CITY OF SAN FERNANDO -- Pampanga Governor Eddie Panlilio may face misconduct charges for his approval on the ongoing casting of concrete markers containing the administration’s accomplishments, officials said.
Some Provincial Board (PB) officials, who chose not to be named, said Tuesday that Panlilio allegedly drew funds from the 20 percent development fund to finance the concrete markers without proper request and approval from the PB.
The sources said under the law, anything used and drawn from the 20 percent development fund should have prior approval from the PB through a resolution.
“It’s again technical malversation (misconduct of public office). Worse, the governor seems to be politicking now with the markers that boast his alleged accomplishments. It’s pure politics,” they said.
Provincial Administrator Vivian Dabu said the executive did not violate any law and cannot be charged with technical malversation.
“We did not violate any ordinance or resolution on the markers. They are for accomplishments and they have been properly bided out according to right procedures,” said Dabu.
However the officials said: “How can that be if they are saying these were properly canvassed and bided? Besides, the costs of the markers alone are equivalent to a school building already.”
The PB officials said it should have been best for the executive to institutionalize the use of the concrete markers.
Currently, 150 pieces of cement markers measuring one meter in width and 1.4 meters in height are being cast and set at the Capitol compound.
In the documents obtained by Sun.Star Pampanga from the Bids and Awards Committee showed that the labor cost of each marker was P10,913 each or a total of P1,638,000 for all markers.
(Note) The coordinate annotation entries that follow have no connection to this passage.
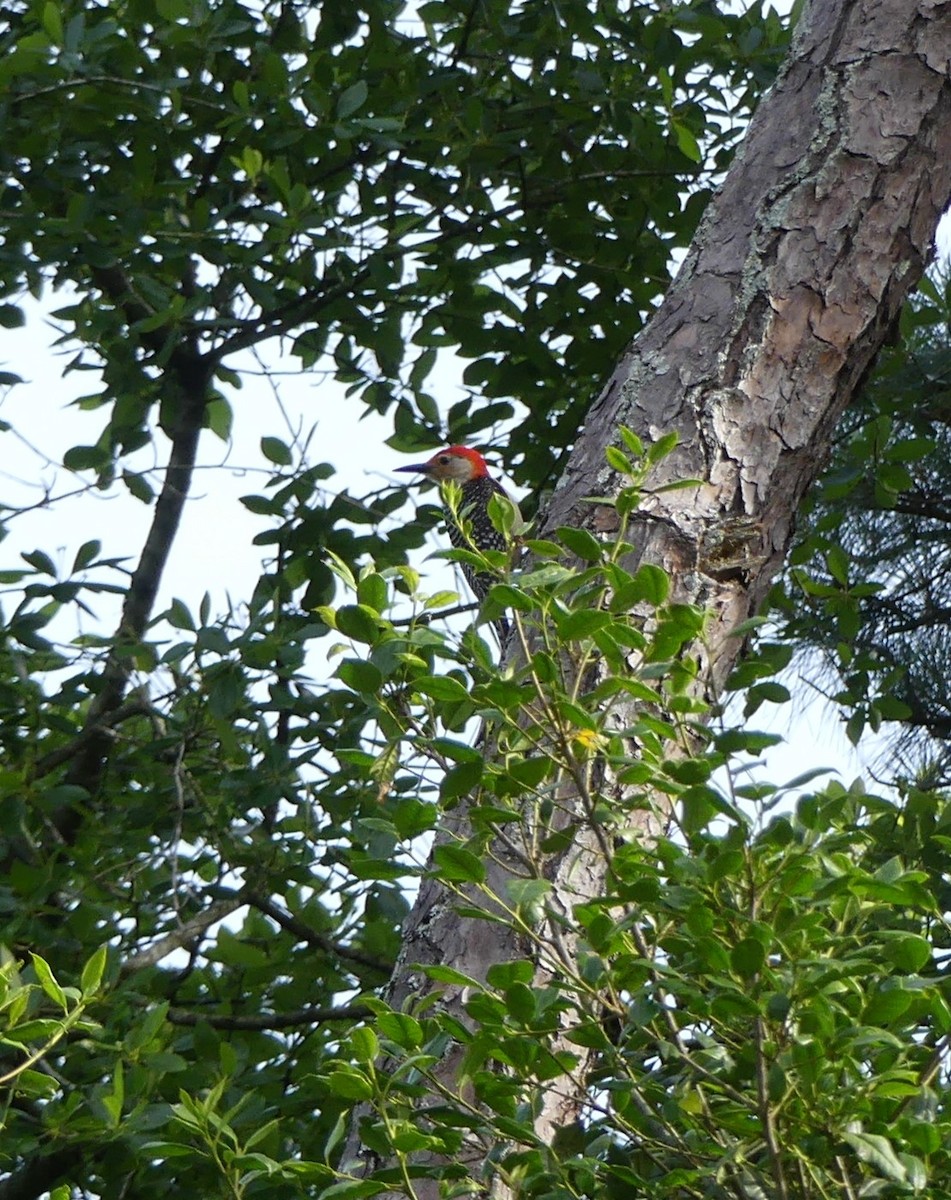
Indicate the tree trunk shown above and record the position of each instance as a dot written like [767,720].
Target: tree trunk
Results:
[821,229]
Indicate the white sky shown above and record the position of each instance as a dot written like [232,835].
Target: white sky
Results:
[214,549]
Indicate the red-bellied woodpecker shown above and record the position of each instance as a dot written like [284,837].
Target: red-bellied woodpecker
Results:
[468,471]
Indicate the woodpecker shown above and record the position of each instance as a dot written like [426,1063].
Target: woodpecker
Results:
[470,472]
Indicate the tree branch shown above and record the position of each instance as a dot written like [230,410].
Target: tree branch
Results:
[270,1020]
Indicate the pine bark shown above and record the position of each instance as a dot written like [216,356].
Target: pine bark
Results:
[821,229]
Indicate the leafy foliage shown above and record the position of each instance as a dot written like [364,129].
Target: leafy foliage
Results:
[868,581]
[208,855]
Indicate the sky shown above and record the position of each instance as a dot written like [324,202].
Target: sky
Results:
[214,550]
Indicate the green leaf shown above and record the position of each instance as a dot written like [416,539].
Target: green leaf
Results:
[442,688]
[11,317]
[360,676]
[352,100]
[93,972]
[747,958]
[878,1152]
[48,982]
[455,864]
[401,1029]
[276,451]
[359,623]
[364,1044]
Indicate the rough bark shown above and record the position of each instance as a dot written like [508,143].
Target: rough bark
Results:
[821,229]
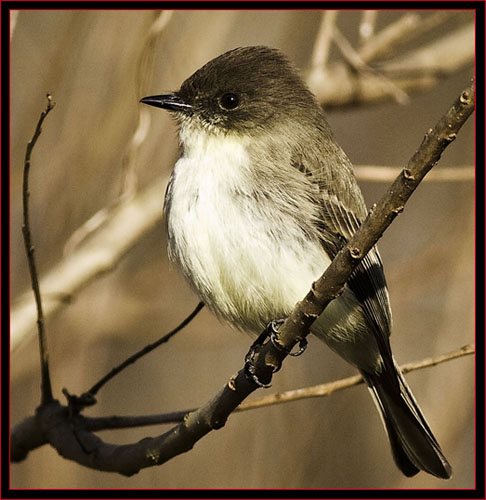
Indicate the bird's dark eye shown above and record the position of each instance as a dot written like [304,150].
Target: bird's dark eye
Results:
[229,101]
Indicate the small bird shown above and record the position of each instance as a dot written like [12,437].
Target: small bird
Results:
[259,203]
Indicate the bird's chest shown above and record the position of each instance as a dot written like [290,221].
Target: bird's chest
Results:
[247,259]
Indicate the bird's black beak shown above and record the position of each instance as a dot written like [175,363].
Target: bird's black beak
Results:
[172,102]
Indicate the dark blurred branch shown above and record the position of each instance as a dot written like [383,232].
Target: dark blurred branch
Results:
[46,390]
[68,433]
[28,436]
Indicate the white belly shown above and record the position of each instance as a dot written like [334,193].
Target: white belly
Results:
[245,263]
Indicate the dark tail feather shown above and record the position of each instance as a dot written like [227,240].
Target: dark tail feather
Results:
[413,445]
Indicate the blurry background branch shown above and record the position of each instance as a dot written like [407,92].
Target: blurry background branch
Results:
[334,83]
[66,431]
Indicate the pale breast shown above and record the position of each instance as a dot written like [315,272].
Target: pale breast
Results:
[246,261]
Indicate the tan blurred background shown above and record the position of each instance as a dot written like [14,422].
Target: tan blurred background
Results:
[97,66]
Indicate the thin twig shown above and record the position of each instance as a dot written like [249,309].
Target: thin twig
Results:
[46,390]
[375,173]
[355,60]
[322,45]
[148,348]
[338,385]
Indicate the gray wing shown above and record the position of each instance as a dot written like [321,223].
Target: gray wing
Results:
[341,216]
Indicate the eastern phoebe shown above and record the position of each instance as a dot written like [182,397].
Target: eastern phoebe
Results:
[260,201]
Under a provincial board resolution, the fabricated materials used for the markers with the pre-cast provincial logo and weatherproof painting should only cost P1,187,846.
Meanwhile, Dabu told Sun.Star Pampanga that the markers are not being manufactured and cast at the Capitol Compound.
“They are being cast somewhere else and are simply being brought here for the painting part. Afterwards, they are brought to the specific project sites where the project has been accomplished,” Dabu said, adding: “If they say we violated any ordinance or procedure, they can sue us. They have been doing that often anyway.”
Sources, however, said that the concrete markers set along the street poses danger and risks to the motorists and pedestrian in the city.